For more than a decade Colorado has been moving away from marijuana prohibition and toward legalized use. In 2001 the state legalized the medicinal use of marijuana. In 2009 the state legalized the commercial sale of marijuana for medicinal use. At the end of 2012, the state legalized the recreational use of marijuana.
Now, what critics of these policies have told us is that the easier marijuana is to get the more people will smoke it. Particularly children (because it’s always for the children, you know). But that hasn’t been the case in Colorado.

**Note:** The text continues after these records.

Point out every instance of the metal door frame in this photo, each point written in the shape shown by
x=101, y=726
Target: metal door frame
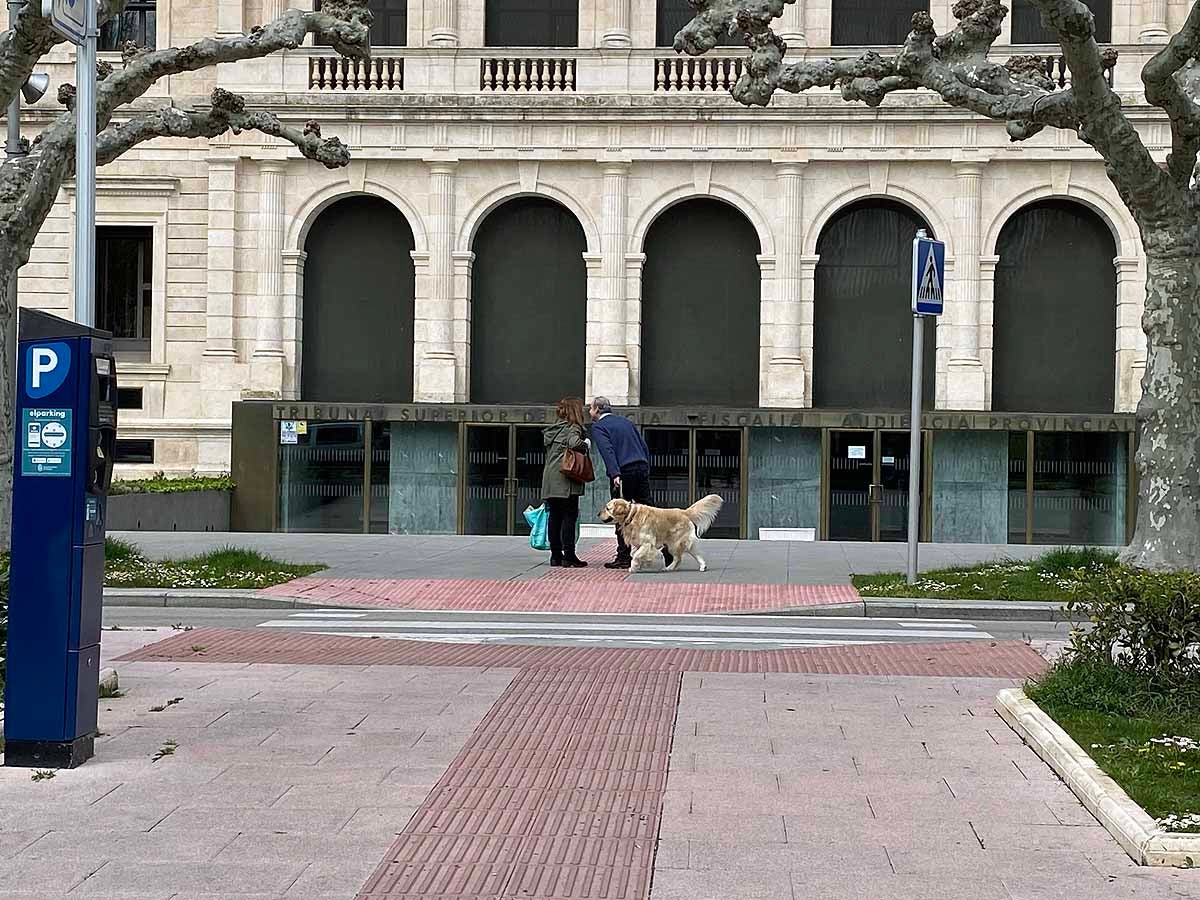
x=927, y=467
x=509, y=478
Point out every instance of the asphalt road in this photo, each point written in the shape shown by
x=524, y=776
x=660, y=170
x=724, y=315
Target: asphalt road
x=592, y=629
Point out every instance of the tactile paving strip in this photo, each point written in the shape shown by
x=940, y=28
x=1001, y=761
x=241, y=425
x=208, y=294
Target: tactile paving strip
x=567, y=591
x=557, y=796
x=981, y=659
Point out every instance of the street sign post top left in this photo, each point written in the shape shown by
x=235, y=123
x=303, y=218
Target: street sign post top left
x=69, y=18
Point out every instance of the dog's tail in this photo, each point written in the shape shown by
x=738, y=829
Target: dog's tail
x=703, y=513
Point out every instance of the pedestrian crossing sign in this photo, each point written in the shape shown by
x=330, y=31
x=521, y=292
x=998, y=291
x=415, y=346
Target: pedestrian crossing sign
x=928, y=276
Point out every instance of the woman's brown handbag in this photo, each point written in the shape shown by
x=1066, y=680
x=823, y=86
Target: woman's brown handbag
x=577, y=467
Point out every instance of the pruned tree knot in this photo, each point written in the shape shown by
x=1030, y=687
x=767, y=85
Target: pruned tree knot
x=922, y=23
x=131, y=51
x=227, y=101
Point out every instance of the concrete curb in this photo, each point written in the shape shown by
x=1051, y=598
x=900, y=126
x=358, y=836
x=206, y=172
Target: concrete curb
x=204, y=599
x=1135, y=832
x=874, y=607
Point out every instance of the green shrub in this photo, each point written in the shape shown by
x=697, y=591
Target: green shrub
x=1144, y=622
x=161, y=484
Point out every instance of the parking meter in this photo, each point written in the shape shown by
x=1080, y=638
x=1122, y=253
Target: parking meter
x=66, y=433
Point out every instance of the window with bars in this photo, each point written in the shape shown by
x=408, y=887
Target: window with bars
x=124, y=261
x=532, y=23
x=857, y=23
x=136, y=24
x=1027, y=25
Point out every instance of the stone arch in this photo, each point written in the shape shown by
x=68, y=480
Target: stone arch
x=499, y=196
x=862, y=325
x=300, y=223
x=919, y=207
x=528, y=307
x=1055, y=312
x=701, y=306
x=667, y=199
x=359, y=309
x=1115, y=216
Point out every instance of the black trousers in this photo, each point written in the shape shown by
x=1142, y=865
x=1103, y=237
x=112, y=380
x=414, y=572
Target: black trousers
x=564, y=513
x=635, y=485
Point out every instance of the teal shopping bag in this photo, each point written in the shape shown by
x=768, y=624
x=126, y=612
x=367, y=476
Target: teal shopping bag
x=538, y=519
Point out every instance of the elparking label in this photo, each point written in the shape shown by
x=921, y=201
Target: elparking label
x=46, y=445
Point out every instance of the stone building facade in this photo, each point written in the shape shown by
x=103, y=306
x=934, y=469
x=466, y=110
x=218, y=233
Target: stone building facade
x=593, y=120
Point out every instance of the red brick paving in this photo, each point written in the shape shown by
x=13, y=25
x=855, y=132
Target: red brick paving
x=990, y=659
x=563, y=591
x=556, y=796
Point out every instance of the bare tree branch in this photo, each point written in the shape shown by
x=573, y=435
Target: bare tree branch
x=957, y=67
x=227, y=113
x=29, y=186
x=21, y=48
x=1170, y=81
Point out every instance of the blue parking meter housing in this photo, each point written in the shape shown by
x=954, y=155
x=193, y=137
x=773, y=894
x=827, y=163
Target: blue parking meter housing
x=63, y=467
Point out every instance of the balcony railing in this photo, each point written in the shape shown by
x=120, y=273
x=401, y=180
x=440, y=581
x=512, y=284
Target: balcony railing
x=693, y=73
x=337, y=73
x=526, y=75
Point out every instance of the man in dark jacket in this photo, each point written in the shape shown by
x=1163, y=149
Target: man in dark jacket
x=627, y=461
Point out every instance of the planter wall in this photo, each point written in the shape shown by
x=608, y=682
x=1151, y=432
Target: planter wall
x=186, y=511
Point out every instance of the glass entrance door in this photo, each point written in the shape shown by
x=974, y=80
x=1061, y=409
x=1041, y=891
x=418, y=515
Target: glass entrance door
x=502, y=477
x=689, y=463
x=719, y=471
x=851, y=481
x=868, y=485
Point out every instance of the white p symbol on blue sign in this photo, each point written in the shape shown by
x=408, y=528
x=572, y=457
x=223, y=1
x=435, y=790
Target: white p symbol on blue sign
x=46, y=369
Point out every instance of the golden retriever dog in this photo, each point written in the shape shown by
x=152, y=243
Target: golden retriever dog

After more than a decade of progressively more lenient marijuana laws, the state has actually seen a decline in teen use (via Reason):
Especially when the national trends in teen marijuana use look like this:
It is still possible, of course, that legal recreational sales, which began in Colorado only this year, will increase teenagers’ access to marijuana (not through direct sales but through diversion from adult buyers), which might lead to an increase in consumption. Colorado officials express a somewhat different concern. According to a press release from the health department, “Health experts worry that the normalization of marijuana use in Colorado could lead more young people to try it.” In other words, they worry that allowing adults to legally purchase marijuana for recreational use will encourage teenagers to take a more positive view of cannabis, which will make them more likely to use it. Prohibitionists such as former drug czar Gil Kerlikowske raised the same complaint against medical marijuana laws, but their fears seem to have been misplaced. For what it’s worth, the health department reports that “the percentage of students who perceived a moderate or great risk from marijuana use declined from 58 percent in 2011 to 54 percent in 2013,” even as marijuana use declined.
Maybe prohibitionist policies do more harm than good.